Lorsque Thierry est arrivé à la tête de sa filiale, il a rencontré tous les responsables. Son premier entretien avec Michel, responsable du département informatique, s'est mal passé : Michel contredisait chaque propos de Thierry. Or ce dernier déteste qu'on le critique. Dès ce premier entretien, les deux hommes se sont affrontés assez violemment, et cela s'est reproduit au cours des entretiens suivants : « Tu passes ton temps à me critiquer, tu me dis systématiquement des trucs que j'aurais dû faire et que je n'ai pas fait, ça m'énerve », pense Michel. « Tu dis non à chacune de mes
recommandations, tu remets en cause mon autorité de patron, ça m'énerve», pense Thierry.

Les deux hommes ont vécu un certain temps sur cette mauvaise impression ; et puis Thierry a réfléchi ; il a pris conscience que Michel et lui se ressemblaient beaucoup. Ils veulent tous deux que l'entreprise tourne, obtenir des résultats et de la reconnaissance pour ces résultats. Lorsque Michel semble s'opposer à Thierry, il ne dit pas « non » pour faire barrage : il cherche simplement à vérifier si sa solution tient la route. Quant à Michel... Eh bien, c'est vrai que le ton péremptoire employé par Thierry est agaçant et que Michel a beaucoup de mal à lui répondre sur un ton normal. Mais, sur le fond, il n'a rien à lui reprocher. Il est même plutôt content d'avoir enfin un patron qu'il sent capable de prendre les décisions qui s'imposent.

Dès que Thierry réalise que Michel est toujours le premier à mettre en oeuvre ses recommendations et à obtenir des résultats concrets, il change d'attitude. C'est Miche qu'il va voir dès qu'il se pose une question sur un changement de processus ou d'organisation. C'est avec lui qu'il mène les opérations
pilots. Thierry est soulagé d'avoir un relais sur le terrain qui raisonne de la même manière que lui, et Michel est heureux d'avoir un relais dans la hiérarchie qui tient ses engagements et lui permet
d'avancer en toute confiance. Ils se reconnaissent et s'apprécient mutuellement ; ils sont devenus alliés.

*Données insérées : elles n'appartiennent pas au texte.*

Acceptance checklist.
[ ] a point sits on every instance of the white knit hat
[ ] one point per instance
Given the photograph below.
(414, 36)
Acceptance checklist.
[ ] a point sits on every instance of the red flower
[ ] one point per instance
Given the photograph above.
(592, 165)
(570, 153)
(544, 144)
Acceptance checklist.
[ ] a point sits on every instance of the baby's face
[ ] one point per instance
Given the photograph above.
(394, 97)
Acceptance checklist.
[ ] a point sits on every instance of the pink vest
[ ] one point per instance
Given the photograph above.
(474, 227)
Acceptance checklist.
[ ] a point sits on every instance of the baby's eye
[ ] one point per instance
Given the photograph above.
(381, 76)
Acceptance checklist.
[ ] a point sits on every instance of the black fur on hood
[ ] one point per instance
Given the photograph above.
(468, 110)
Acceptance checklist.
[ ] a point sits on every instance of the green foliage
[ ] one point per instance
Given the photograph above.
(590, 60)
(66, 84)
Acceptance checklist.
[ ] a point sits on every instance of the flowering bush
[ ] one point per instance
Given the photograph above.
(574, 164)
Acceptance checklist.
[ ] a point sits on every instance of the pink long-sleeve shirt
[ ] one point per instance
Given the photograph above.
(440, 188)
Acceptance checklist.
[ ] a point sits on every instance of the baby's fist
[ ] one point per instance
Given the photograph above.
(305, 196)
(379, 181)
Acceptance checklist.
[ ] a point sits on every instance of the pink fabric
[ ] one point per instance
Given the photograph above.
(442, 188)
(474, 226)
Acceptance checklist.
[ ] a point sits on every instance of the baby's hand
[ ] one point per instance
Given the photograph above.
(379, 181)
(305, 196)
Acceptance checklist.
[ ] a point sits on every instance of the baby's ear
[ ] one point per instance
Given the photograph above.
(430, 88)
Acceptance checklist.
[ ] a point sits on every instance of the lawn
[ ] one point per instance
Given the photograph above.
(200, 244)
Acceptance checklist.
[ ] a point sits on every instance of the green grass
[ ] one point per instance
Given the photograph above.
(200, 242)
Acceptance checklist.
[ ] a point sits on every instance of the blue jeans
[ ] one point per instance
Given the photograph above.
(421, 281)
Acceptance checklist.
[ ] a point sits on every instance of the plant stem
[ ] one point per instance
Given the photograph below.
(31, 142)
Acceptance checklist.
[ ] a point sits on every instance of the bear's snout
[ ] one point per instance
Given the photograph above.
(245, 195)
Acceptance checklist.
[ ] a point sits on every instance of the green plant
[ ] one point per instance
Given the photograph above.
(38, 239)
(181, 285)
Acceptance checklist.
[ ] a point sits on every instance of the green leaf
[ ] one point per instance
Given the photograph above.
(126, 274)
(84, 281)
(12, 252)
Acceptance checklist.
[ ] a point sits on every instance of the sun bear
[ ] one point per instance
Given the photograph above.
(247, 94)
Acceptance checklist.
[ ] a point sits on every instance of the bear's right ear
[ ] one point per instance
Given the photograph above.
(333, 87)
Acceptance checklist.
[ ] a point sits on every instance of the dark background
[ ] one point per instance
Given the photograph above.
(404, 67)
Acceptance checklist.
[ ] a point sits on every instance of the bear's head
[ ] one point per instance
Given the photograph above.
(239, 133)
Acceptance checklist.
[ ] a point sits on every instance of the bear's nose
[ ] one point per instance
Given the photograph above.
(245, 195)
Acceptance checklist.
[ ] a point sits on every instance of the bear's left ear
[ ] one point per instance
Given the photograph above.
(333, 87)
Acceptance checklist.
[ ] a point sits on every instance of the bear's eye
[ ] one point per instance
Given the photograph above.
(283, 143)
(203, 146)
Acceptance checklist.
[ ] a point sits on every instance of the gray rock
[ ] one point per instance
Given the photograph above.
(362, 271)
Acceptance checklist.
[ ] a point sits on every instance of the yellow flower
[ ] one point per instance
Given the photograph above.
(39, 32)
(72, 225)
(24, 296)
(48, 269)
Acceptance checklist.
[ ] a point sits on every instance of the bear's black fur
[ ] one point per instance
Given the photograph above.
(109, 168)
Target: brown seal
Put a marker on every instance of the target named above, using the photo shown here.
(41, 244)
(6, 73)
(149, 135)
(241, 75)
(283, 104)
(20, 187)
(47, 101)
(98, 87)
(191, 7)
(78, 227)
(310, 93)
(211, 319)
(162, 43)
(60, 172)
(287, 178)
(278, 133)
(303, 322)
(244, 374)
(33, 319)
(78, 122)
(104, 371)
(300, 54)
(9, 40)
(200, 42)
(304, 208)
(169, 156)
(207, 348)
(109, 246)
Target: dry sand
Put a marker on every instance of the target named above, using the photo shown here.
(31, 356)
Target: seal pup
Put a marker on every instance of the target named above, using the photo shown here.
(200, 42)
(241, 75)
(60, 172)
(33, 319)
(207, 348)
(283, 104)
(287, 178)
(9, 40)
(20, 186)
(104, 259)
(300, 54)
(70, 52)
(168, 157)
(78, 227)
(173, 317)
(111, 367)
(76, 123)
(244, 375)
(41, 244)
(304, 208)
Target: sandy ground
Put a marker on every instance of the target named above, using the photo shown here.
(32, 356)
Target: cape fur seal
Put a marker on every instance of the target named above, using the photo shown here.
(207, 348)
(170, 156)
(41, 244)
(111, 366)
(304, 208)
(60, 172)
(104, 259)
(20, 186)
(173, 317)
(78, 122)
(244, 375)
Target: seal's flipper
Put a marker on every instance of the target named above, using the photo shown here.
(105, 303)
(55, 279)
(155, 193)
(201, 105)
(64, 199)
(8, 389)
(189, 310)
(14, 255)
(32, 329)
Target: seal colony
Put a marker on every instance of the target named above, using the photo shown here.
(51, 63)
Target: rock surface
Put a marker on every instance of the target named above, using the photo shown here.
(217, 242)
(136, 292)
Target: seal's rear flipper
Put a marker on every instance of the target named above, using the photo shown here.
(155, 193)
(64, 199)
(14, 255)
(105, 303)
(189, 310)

Ce n'est pas toujours les personnes avec lesquelles nous avons d'emblée les relations les plus faciles qui deviendront nos meilleurs alliés. Thierry est parvenu à décoder les réactions de son interlocuteur, il a identifié les aspects positifs liés à ses réactions épidermiques, il est parvenu à piloter ses propres réactions d'agacement et il est passé à l'écoute. C'est ainsi qu'il a pris la mesure des apports de Michel.